World Translation Center offers professional Laotian translation services for English to Laotian and Laotian to English. We can also translate Laotian to and from over 150 other languages, including all the principal languages of Europe, Asia, South America, the Middle East and a variety of African languages, at competitive rates.
Our Laotian experts have the ability to provide translation for virtually any project you might have, including marketing materials, technical, financial, legal and medical documents, websites and software. Our skilled project managers will match your project with a translator team most appropriate for the area of expertise needed. Each individual linguist works exclusively in his or her own mother tongue and within his or her field of expertise guaranteeing not only quality translation, but proper localization at the same time. After each document is translated, it will be edited and proofread by a second professional translator to assure highest possible quality.
We also render transcription, video recording and subtitling services. Should you need to have an existing video dubbed, a commercial narrated or a telephone system recorded, our native Laotian speakers are available to provide you with expert voiceover services.
We pride ourselves in furnishing quality cost-effective services, whether your project is small or large, simple or highly complex.
Lao, a Thai-Kadai language spoken by approximately 15 million people in Laos and Thailand. It is closely related to Thai and speakers of Lao are able to understand spoken Thai without too many difficulties. Thai speakers find it more difficult to understand Lao due to lack of exposure to the language.
After the unification of the Lao principalities in the 14th century, the Lan Xang monarchs commissioned their scholars to create a new script to write the Lao language. The scholars probably modeled the alphabet on the Old Khmer script, which was based on Mon scripts. The modern Lao script retains many aspects of the appearance of the early Thai script, which is no longer present in modern-day Thai script.
- Syllables are based around consonants. Vowels are indicated with diacritics, which can appear above, below or around the consonant letters. When they occur on their own or at the beginning of a word, vowels are attached to the glottal stop symbol (the final letter in the third row of consonants).
- Lao is a tonal language with 6 tones. The tone of a syllable is determined by a combination of the class of consonant, the type of syllable (open or closed), the tone marker and the length of the vowel.
- For some consonants there are multiple letters. Originally they represented separate sounds, but over the years the distinction between those sounds was lost and the letters were used instead to indicate tones. Various official reforms of the Lao script have reduced the number of duplicate consonants.

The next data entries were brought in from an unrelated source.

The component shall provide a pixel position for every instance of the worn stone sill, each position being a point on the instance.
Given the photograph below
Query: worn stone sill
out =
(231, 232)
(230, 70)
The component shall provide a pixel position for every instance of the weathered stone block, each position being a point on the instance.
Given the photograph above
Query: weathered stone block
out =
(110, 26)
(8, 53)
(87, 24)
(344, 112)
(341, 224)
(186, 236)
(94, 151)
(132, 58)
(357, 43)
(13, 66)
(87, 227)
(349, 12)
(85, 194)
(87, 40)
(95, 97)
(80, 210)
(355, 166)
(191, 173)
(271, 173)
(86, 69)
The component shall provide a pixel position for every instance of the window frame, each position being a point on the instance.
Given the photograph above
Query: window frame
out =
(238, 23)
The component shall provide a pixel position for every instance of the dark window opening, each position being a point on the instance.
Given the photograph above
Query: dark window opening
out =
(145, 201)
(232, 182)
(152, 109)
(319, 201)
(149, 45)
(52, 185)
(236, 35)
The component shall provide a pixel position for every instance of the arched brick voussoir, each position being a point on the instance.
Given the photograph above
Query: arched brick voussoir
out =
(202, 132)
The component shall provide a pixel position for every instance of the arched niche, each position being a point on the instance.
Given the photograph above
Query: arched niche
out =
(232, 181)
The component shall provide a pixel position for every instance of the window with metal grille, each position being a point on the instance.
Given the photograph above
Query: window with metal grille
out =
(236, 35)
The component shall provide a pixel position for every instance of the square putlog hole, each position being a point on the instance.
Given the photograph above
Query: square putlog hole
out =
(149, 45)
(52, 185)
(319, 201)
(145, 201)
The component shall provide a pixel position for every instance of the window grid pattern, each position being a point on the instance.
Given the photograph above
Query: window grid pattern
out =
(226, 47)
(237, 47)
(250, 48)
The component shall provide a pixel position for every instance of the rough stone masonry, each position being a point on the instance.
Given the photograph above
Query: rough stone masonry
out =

Written Lao is based on the dialect of the Lao capital, Vientiene. There are no spaces between words. Spaces in a Lao text indicate the end of a clause or sentence. There is no official Latin transliteration system for Lao. In Laos, French-based systems are used and there is considerable variation in spelling, particularly of vowels. In Thailand, the Royal Thai General Transcription is used. Educated Lao people can also read written Thai.
Consonants are divided into three classes that help determine the tone of a syllable. The sounds represented by some consonants change when they are used at the end of a syllable. The consonants can all be used at the beginning of a syllable, but only some can be used at the end of a syllable.